If you haven't read the previous parts of this story, follow the links below:

Part One


_____________________________________________________________________

Questor Institute is a new, experimental technical school where

bright-but-poor high-school graduates on full scholarships spend

two years seeking to become wizards of Internet sorcery by studying

the science and philosophy of information retrieval from textual

databases such as the World Wide Web. In Part One, "A School for

Internet Sorcery," two students, Kevin and Marylou, have their

aptitudes tested, strike up a friendship, and attend the school's

first Assembly, where they're welcomed by the Rector in a speech

setting forth the unusual educational goals of Questor Institute.

_____________________________________________________________________

 

Co-occurrence, Correlation, Context

 

Kevin and Marylou had arrived early and were experimenting with their

high-speed workstations when the teacher arrived. He was a tweedy man

in his forties who wore a bowtie and parted his hair conspicuously

in the middle.

 

"I'll be giving you search examples from my personal experiences

in Internet searching, mostly from the Web," the teacher began.
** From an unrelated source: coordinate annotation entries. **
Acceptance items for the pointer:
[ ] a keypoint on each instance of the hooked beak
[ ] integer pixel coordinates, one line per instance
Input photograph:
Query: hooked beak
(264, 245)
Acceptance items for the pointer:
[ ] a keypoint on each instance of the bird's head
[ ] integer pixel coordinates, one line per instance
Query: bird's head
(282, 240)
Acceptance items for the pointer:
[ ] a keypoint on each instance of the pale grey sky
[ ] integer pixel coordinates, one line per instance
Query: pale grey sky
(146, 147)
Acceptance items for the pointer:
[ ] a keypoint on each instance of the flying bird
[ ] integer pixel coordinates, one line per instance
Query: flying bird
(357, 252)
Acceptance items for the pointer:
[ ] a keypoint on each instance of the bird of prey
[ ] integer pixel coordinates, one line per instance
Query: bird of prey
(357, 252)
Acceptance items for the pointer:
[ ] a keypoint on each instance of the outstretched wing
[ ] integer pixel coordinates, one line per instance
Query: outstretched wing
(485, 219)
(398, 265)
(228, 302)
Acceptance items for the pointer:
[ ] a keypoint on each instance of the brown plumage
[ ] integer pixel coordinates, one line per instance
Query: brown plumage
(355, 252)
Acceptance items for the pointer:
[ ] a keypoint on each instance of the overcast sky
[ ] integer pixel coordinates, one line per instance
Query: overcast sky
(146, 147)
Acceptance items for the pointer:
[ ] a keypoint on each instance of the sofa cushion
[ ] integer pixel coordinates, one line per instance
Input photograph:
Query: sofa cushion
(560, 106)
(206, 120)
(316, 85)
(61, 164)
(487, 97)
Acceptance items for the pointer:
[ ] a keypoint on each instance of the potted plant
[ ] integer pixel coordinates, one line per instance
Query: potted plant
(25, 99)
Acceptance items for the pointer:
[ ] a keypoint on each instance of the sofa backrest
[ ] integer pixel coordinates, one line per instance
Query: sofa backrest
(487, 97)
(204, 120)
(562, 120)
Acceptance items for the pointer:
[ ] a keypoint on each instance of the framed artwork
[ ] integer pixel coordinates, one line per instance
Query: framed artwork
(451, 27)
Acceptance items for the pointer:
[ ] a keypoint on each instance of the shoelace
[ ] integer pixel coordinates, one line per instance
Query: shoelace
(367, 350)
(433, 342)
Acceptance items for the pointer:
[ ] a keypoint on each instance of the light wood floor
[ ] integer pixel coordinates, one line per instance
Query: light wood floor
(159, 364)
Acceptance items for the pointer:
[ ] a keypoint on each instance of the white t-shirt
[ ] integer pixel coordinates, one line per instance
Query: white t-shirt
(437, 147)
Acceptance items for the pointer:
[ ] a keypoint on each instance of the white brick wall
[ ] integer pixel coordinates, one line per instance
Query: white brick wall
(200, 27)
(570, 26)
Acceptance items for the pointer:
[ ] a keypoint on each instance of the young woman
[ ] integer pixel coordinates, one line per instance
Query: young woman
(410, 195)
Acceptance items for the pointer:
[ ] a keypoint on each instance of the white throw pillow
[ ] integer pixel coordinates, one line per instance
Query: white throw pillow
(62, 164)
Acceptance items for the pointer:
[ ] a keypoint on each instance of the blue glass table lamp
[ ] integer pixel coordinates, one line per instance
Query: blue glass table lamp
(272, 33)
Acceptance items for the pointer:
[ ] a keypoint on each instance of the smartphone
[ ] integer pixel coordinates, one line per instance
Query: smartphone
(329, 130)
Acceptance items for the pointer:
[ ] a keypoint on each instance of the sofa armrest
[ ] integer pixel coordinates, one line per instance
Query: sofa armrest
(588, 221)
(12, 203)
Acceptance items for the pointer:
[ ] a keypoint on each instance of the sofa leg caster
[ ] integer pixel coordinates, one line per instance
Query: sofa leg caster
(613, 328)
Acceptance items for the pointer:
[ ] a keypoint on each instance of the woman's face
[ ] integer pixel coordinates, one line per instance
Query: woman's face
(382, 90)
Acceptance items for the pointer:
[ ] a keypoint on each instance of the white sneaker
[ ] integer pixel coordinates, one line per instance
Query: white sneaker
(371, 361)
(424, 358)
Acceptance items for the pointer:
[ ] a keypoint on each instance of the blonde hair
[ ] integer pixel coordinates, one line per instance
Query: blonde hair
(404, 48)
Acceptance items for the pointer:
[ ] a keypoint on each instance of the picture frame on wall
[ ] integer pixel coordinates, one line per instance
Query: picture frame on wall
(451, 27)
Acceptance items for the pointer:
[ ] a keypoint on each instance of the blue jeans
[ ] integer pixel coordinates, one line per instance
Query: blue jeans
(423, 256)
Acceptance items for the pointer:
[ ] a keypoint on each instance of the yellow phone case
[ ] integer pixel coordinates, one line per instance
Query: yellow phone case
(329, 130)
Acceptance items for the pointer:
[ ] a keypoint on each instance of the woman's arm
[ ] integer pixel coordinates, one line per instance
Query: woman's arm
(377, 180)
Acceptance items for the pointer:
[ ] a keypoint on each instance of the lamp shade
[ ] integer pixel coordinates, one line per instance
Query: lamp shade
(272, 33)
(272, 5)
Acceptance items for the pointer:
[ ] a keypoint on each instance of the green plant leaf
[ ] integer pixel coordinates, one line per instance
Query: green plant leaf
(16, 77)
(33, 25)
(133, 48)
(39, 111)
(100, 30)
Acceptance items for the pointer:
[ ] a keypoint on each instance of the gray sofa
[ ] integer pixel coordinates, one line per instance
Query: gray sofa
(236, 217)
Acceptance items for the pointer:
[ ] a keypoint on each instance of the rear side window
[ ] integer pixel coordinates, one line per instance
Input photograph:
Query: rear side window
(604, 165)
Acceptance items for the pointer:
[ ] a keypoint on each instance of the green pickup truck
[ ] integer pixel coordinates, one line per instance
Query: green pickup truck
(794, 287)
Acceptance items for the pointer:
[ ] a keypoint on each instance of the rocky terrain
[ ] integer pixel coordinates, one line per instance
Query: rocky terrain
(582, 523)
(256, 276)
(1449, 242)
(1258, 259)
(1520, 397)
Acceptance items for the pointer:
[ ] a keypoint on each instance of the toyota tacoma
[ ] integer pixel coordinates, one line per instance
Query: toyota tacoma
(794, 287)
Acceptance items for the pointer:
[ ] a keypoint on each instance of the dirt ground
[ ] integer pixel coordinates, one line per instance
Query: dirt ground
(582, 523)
"Use your computers to search my examples as I discuss them, if you

wish, but don't forget to pay attention to what I'm saying. Okay?

Some of the examples I discuss may seem trivial, especially by

comparison with the complex subjects that professional searchers

have to retrieve. But at this stage in your instruction, I prefer

to use curiosity-satisfying examples which are easier to understand

and which'll give us some enjoyment to pursue. You'll be searching

for hard-to-find subjects you've never heard of, soon enough.

 

"There're many search issues for us to deal with. Some will arise

as we proceed, but I'll be unable to pursue them right then, and

I'll say, 'We'll deal with that in detail, later.' If I stopped my

flow of instruction and sidetracked us into every new search issue

which reared its ugly head, I'd subvert your learning process.

 

"First, let's define some basic terms. A textword is a word

used in the text of a webpage or a Usenet posting. Textwords are

copied to create index words. A searchword is a word

we formulate in our minds to make a subject search, without knowing

for certain that it exists as a textword. Practically speaking then,

a searchword is a 'probable textword,' viewed from a searcher's

perspective. Because the Web and Usenet are such immense databases,

our searchwords will almost always be found as textwords somewhere

on the Internet.

 

"A term you'll often see on the Internet, in literature about the

Internet, and spoken by most people is 'keyword.' This term is

overused---like the much overused term, 'homepage.' As students

seeking to be Questors, you'll mostly avoid 'keyword,' except to

understand how others use it so that you can properly communicate

with them. A keyword is, broadly, a word which is a key to finding

information. It's our searchword of choice, it's the index word which

matches our searchword, and it's the textword we seek in a document.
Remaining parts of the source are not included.